富岳 : そのまま滑っていけば、もう湖に突入だったしな。時間的にはちょっと厳しいだろうし、中断でいいだろ。

ミツルギ : まぁ初めてのがっつりとした水中戦だし、仕様は色々と確認しとくべきだしなー。

いなり寿司 : ぶっちゃけ、水中での『水化』を試さないと意味がないとこではあるけど……そこは実況外のプレイを楽しみにしておこうか。

G : サクラちゃんの珍プレイに期待!

金金金 : ツッコミ役不在の実況外のプレイで、新しい事にチャレンジか。これは見応えがありそうだ。

真実とは何か : それが真実である!


「どういう期待のされ方なんですかねー!?」


 確かに実況外のプレイだと、分からない事があっても誰にも聞けないけども! ……ん-、そう考えてみると本格的に湖の中への進出するのは明日の配信に回した方がいいのかな?


「……無理に1人の時にやらない方がいいんですかねー?」


 むぅ……別にツッコまれる為にプレイしてる訳じゃないんだけどなー。でも、実況外のプレイって分からない事があっても自分でどうにかするしかないし……って、配信を始める前はそれが普通だったよ!? んー、なら気にしなくてもいい?


金金金 : なんだか悩み始めた狐っ娘アバター。
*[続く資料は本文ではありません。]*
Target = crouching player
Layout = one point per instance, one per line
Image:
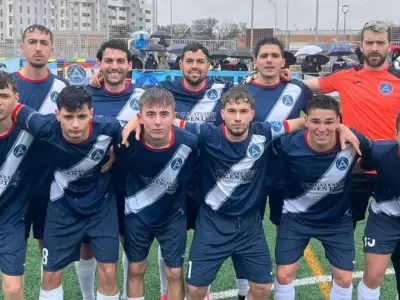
(316, 203)
(82, 203)
(158, 167)
(15, 187)
(382, 232)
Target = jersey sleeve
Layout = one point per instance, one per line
(36, 124)
(331, 83)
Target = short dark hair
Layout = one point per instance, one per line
(194, 47)
(269, 41)
(238, 94)
(7, 81)
(157, 96)
(114, 44)
(37, 27)
(73, 98)
(323, 102)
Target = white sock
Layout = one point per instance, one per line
(365, 293)
(56, 294)
(284, 292)
(339, 293)
(125, 266)
(102, 297)
(163, 277)
(86, 271)
(242, 286)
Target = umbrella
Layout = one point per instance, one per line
(289, 57)
(241, 54)
(322, 59)
(176, 48)
(154, 47)
(309, 50)
(219, 54)
(136, 35)
(161, 34)
(340, 50)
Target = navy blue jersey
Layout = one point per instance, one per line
(42, 96)
(15, 176)
(283, 101)
(157, 177)
(123, 105)
(384, 158)
(78, 182)
(201, 106)
(317, 184)
(233, 173)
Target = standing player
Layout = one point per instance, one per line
(82, 203)
(382, 232)
(117, 98)
(317, 199)
(39, 89)
(233, 164)
(159, 167)
(275, 100)
(15, 186)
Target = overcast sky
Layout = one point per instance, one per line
(301, 12)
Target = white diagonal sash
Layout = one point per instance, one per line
(152, 192)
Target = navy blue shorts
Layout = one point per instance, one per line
(362, 189)
(36, 215)
(65, 230)
(382, 233)
(219, 237)
(171, 235)
(12, 251)
(337, 239)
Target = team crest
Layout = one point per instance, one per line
(287, 100)
(176, 164)
(212, 94)
(19, 150)
(134, 103)
(97, 154)
(276, 126)
(386, 88)
(255, 152)
(76, 74)
(54, 96)
(342, 163)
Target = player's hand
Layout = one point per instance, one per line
(285, 75)
(132, 126)
(96, 79)
(347, 136)
(107, 166)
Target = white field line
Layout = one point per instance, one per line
(297, 282)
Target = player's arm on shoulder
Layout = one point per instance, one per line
(30, 120)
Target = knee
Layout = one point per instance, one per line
(13, 289)
(174, 274)
(137, 269)
(343, 279)
(195, 292)
(284, 276)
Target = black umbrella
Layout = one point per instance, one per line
(161, 34)
(154, 47)
(219, 54)
(290, 58)
(244, 54)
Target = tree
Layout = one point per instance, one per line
(205, 28)
(120, 31)
(179, 31)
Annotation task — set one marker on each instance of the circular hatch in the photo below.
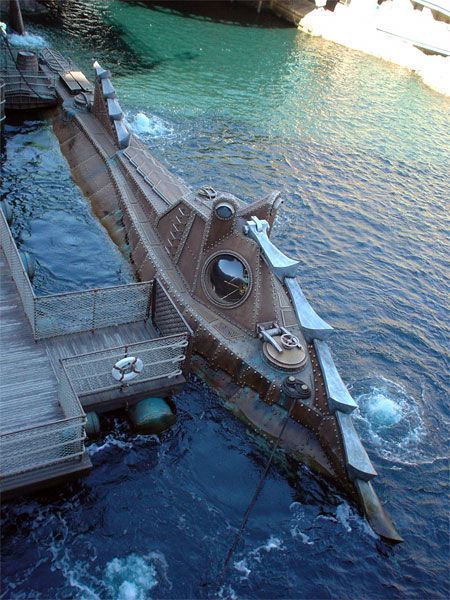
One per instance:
(227, 279)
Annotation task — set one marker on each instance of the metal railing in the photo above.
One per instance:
(89, 310)
(73, 312)
(62, 440)
(161, 357)
(47, 444)
(17, 269)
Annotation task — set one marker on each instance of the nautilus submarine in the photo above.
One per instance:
(256, 337)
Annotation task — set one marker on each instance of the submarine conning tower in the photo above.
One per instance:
(238, 291)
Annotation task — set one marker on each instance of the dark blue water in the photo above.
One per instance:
(359, 149)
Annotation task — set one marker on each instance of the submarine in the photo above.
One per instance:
(257, 339)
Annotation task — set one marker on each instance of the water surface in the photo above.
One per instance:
(359, 149)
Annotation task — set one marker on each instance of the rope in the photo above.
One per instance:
(19, 71)
(256, 493)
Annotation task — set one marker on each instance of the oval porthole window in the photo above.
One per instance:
(227, 280)
(224, 211)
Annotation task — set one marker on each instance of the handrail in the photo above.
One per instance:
(126, 347)
(40, 426)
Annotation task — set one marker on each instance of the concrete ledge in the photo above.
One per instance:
(338, 395)
(358, 463)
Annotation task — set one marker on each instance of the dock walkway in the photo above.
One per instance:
(28, 384)
(58, 352)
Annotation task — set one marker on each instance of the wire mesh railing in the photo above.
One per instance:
(74, 312)
(91, 310)
(17, 269)
(48, 444)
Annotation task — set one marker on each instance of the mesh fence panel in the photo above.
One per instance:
(161, 357)
(92, 309)
(41, 446)
(17, 269)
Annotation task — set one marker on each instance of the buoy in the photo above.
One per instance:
(152, 415)
(7, 211)
(28, 262)
(92, 426)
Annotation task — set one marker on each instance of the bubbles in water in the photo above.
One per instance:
(346, 516)
(152, 126)
(256, 555)
(30, 40)
(382, 411)
(298, 521)
(130, 578)
(390, 418)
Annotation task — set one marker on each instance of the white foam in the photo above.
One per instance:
(355, 26)
(242, 567)
(29, 40)
(347, 517)
(152, 126)
(256, 555)
(109, 442)
(131, 577)
(390, 419)
(298, 518)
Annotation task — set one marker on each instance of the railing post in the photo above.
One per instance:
(94, 306)
(153, 301)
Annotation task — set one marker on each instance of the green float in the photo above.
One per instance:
(152, 415)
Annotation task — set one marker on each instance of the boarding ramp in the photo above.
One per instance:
(58, 353)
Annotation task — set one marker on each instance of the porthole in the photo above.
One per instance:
(227, 279)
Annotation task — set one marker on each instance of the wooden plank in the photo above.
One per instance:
(28, 386)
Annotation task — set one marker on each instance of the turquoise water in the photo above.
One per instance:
(359, 149)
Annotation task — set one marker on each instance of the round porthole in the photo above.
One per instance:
(224, 211)
(227, 280)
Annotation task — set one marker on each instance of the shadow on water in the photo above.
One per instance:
(218, 11)
(86, 22)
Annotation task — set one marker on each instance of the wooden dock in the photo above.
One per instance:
(57, 357)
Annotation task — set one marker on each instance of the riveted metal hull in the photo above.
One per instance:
(169, 232)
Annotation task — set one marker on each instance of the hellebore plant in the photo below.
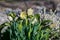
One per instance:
(27, 27)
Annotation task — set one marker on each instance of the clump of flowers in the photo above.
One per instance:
(29, 26)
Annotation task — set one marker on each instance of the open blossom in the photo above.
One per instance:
(53, 25)
(10, 18)
(34, 21)
(30, 11)
(23, 15)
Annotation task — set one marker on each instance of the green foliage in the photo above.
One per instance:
(23, 29)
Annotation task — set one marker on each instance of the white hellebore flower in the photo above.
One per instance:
(10, 18)
(34, 21)
(30, 11)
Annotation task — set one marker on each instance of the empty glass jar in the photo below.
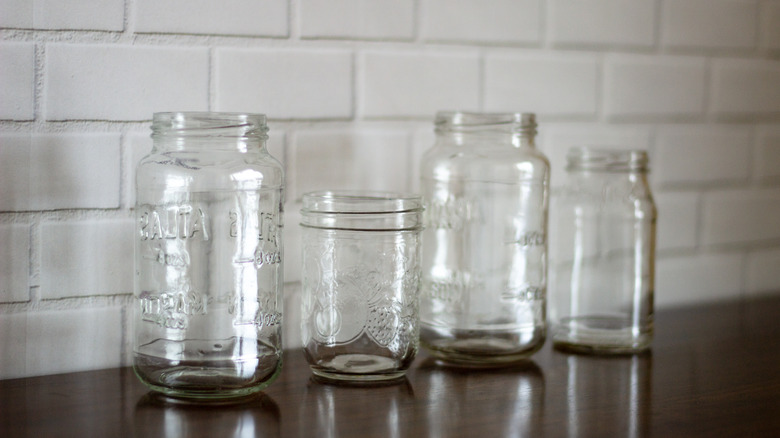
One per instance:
(360, 278)
(485, 188)
(208, 260)
(602, 253)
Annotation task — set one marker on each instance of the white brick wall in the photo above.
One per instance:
(547, 84)
(726, 24)
(351, 87)
(361, 19)
(418, 84)
(119, 82)
(17, 80)
(57, 14)
(652, 86)
(226, 17)
(504, 21)
(84, 258)
(602, 22)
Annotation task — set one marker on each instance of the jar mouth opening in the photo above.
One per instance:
(360, 202)
(362, 211)
(606, 159)
(465, 121)
(211, 124)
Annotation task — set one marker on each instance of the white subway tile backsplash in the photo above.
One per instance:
(118, 82)
(55, 171)
(285, 84)
(65, 341)
(83, 258)
(743, 87)
(703, 154)
(350, 160)
(762, 272)
(768, 155)
(226, 17)
(677, 220)
(418, 84)
(770, 25)
(681, 280)
(644, 86)
(728, 24)
(741, 216)
(14, 345)
(547, 84)
(369, 19)
(17, 80)
(57, 14)
(602, 22)
(14, 263)
(501, 21)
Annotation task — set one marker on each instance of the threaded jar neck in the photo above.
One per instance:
(606, 160)
(362, 211)
(238, 126)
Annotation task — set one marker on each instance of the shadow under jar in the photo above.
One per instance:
(208, 257)
(360, 278)
(602, 253)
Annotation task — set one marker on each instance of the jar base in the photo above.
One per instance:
(600, 335)
(482, 348)
(358, 368)
(212, 380)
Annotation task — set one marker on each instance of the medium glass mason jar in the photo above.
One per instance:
(485, 188)
(208, 257)
(361, 280)
(602, 253)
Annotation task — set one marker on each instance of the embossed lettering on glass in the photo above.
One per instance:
(602, 253)
(485, 188)
(208, 257)
(360, 277)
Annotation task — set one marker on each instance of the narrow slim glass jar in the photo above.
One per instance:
(208, 257)
(603, 253)
(485, 188)
(360, 278)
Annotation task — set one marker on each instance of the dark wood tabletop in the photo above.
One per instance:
(714, 370)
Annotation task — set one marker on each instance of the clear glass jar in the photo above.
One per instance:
(361, 282)
(208, 258)
(602, 253)
(485, 188)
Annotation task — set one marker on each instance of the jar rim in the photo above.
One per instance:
(462, 121)
(607, 159)
(213, 124)
(360, 202)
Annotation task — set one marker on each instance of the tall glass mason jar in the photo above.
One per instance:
(208, 257)
(361, 284)
(485, 188)
(602, 253)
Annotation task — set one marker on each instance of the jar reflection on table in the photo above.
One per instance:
(360, 284)
(467, 402)
(256, 416)
(610, 394)
(485, 188)
(328, 410)
(208, 256)
(602, 253)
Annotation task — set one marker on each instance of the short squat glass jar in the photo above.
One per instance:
(602, 253)
(360, 278)
(485, 188)
(208, 257)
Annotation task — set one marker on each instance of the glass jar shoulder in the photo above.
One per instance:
(500, 164)
(210, 171)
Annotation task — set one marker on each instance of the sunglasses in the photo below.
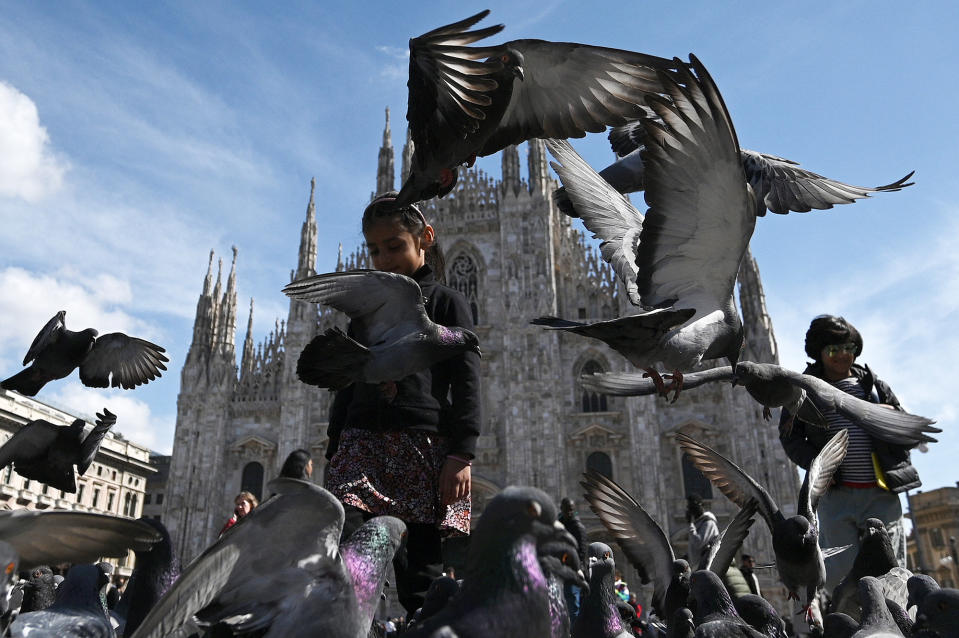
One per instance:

あ、これは余計な事を言い過ぎたか?

サツキ : どういう風なプレイになっても、サクラちゃんの自由にやれば問題ないからねー!

富岳 : 何か補足すべき事があれば、後から教えるのでも構わないしな。

ミナト : うん、そうだよ! ゲームなんだから、自由に楽しんでやるべきとこだよ!


「それもそうですね! なんと言われようとも、好き勝手に遊んでくる事にします!」


 ふふーん、元々ゲームは楽しむ為にやるものだもん! 視聴者さんからのツッコミを気にして、1人ではプレイしないってのはおかしいもんね! そこは私のやりたいようにやるのです!
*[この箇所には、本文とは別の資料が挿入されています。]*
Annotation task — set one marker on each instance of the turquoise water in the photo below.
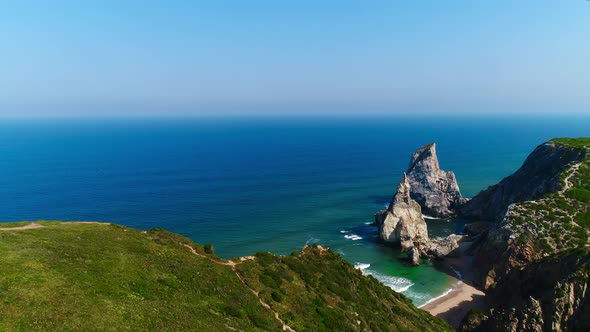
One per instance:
(258, 184)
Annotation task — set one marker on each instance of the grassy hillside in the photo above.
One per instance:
(561, 220)
(104, 277)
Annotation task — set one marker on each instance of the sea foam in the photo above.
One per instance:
(361, 266)
(353, 237)
(436, 298)
(398, 284)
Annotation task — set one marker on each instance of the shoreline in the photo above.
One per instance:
(462, 297)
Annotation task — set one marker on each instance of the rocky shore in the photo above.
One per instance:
(526, 246)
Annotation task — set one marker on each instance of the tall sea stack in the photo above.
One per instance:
(402, 222)
(435, 190)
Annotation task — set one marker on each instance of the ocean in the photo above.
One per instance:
(260, 183)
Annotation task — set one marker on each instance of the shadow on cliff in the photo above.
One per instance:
(455, 315)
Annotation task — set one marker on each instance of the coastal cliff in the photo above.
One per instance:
(538, 176)
(552, 294)
(544, 222)
(68, 276)
(533, 262)
(435, 190)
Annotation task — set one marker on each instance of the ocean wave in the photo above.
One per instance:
(353, 237)
(361, 266)
(445, 293)
(312, 240)
(398, 284)
(457, 273)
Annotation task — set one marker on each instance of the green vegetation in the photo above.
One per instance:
(578, 143)
(561, 220)
(103, 277)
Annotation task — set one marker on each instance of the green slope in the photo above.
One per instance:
(104, 277)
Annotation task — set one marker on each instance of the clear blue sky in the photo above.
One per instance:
(196, 55)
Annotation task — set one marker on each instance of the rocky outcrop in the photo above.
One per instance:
(435, 190)
(551, 294)
(525, 217)
(538, 176)
(534, 260)
(402, 222)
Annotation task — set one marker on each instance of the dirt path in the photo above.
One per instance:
(572, 171)
(233, 265)
(20, 228)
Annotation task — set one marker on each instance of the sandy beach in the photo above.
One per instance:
(453, 306)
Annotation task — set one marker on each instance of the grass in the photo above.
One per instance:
(561, 221)
(99, 277)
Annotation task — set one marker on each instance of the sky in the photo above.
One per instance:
(299, 56)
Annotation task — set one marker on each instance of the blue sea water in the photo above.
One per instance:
(262, 183)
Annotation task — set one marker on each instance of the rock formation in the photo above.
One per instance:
(517, 205)
(402, 223)
(435, 190)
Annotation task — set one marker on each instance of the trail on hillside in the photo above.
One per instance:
(233, 265)
(568, 185)
(21, 228)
「さてと、本格的に時間が危ないので、サクッとこれだけ確認して〆ちゃいますねー! 『放水』!」


 おぉ、溜めが開始になった! この溜めの感じは、『放電』とよく似てるね? だとすると、こういう事も出来るのかな? んー、まぁその前に1発使ってみよー!
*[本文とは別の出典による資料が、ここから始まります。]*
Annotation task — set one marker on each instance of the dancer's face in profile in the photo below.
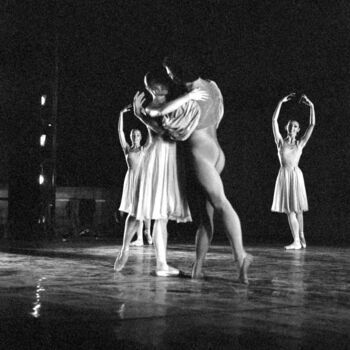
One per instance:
(136, 137)
(173, 76)
(159, 89)
(293, 128)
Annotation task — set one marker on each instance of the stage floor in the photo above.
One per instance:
(67, 296)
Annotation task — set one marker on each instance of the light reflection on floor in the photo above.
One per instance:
(68, 296)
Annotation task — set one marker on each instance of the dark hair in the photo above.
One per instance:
(291, 121)
(157, 77)
(185, 68)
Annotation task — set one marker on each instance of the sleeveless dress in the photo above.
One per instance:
(195, 115)
(159, 188)
(133, 161)
(290, 193)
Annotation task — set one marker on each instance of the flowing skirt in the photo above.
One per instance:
(160, 192)
(290, 194)
(128, 190)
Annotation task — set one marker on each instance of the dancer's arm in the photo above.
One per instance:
(141, 114)
(171, 106)
(122, 139)
(312, 122)
(275, 128)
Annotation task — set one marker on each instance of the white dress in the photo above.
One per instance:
(133, 161)
(160, 188)
(290, 194)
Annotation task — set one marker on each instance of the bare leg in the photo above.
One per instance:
(131, 225)
(300, 219)
(160, 238)
(211, 182)
(148, 231)
(294, 227)
(204, 237)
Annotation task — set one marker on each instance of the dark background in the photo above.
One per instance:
(257, 52)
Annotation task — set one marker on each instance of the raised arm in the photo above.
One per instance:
(123, 142)
(312, 121)
(141, 114)
(275, 128)
(171, 106)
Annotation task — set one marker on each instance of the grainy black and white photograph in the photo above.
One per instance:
(174, 174)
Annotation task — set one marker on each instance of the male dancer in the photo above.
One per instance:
(208, 160)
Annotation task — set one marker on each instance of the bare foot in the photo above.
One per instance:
(293, 246)
(121, 260)
(243, 271)
(137, 243)
(166, 271)
(197, 270)
(302, 240)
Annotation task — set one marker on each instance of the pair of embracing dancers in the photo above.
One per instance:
(153, 187)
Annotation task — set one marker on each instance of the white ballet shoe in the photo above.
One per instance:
(243, 272)
(294, 246)
(167, 271)
(121, 260)
(137, 243)
(149, 238)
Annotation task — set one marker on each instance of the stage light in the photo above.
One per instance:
(41, 179)
(43, 100)
(42, 140)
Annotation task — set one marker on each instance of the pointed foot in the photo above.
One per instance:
(121, 260)
(293, 246)
(243, 273)
(167, 271)
(137, 243)
(197, 271)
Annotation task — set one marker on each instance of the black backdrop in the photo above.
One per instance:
(257, 51)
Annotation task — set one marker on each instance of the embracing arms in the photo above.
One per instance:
(122, 139)
(171, 106)
(141, 114)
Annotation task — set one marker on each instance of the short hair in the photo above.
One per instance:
(185, 67)
(157, 78)
(291, 121)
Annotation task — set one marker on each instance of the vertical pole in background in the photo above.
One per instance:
(54, 135)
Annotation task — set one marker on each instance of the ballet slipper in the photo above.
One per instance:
(302, 240)
(294, 245)
(149, 238)
(121, 260)
(243, 271)
(167, 271)
(137, 243)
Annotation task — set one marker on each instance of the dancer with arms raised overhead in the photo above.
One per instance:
(290, 194)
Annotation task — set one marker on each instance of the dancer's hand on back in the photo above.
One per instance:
(139, 99)
(126, 109)
(198, 95)
(304, 99)
(288, 97)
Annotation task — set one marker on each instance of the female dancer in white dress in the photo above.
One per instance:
(159, 193)
(290, 194)
(133, 156)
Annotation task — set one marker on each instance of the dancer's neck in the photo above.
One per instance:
(193, 84)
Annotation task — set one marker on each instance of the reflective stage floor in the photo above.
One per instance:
(67, 296)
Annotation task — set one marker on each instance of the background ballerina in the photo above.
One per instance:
(133, 156)
(290, 194)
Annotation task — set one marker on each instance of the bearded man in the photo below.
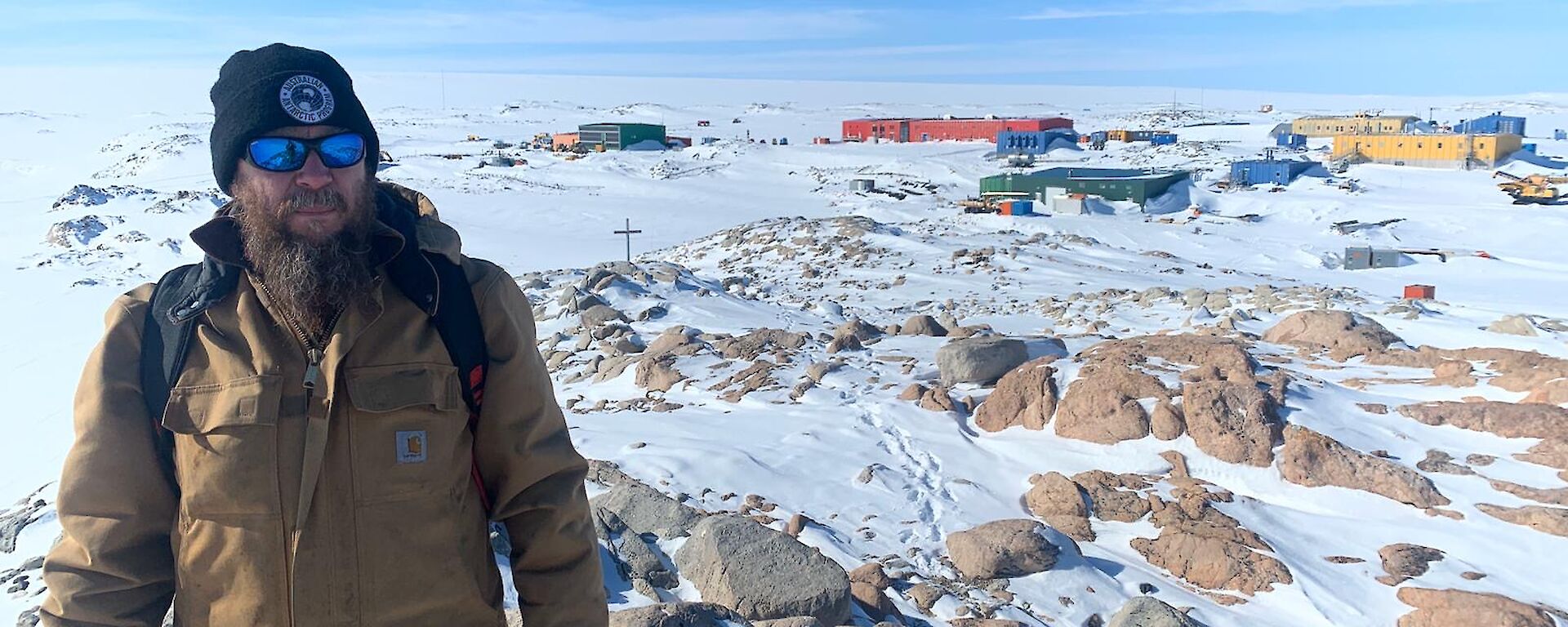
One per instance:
(295, 431)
「あ、この『放水』もマニュアル操作が可能なんですね! 『放電』はそれで便利だったんで、こっちもそれでやってみましょう!」


 ふふーん! 元々は出てる照準の円が消えて、マニュアル操作へ移行! えーと、放水って名前なんだし、こういう事は出来るのかな? 私の真上から、ライオンが水を被るような感じで!


「わっ! いいですね、これ!」


 頭の上から、思いっきり水を被ったよ! ふっふっふ、見えない位置から放水する事が出来た! これ、背中へ敵に回り込まれた時にいいかも!

 水量はそれ程でもないけど、ここは溜めればどんどん増える感じになりそう! もっと勢いよくって出来るのかな? なんか色々と試してみたくなってきた!


咲夜 : シレっと難しい事をやった!?

いなり寿司 : 視界外からの放水か……。距離感覚が正確に掴めてなければ無理な、マニュアル操作だから出来る芸当だな。

ミツルギ : やっぱりサクラちゃんは、この手のマニュアル操作への適正が高いっぽい。


「いやー、褒めても何も出ませんよー? 連発は出来ますかねー? 『放水』『放水』『放水』『放水』! あ、いけそうです!」


 適当に前に向けて水鉄砲を撃った感じになったけど、『放電』みたいに連発も可能! それぞれの勢いが違ってたから、勢いをちゃんとイメージしないとその辺はバラつきが出るみたい?


金金金 : なるほど、これはオンライン版の『水の操作』の原型か。

神楽 : 『放電』が『電気の操作』の原型?

いなり寿司 : おそらくなー。生成部分と操作部分が別スキルに分離してはいるけど、操作感は近いからほぼ原形と考えていいはず。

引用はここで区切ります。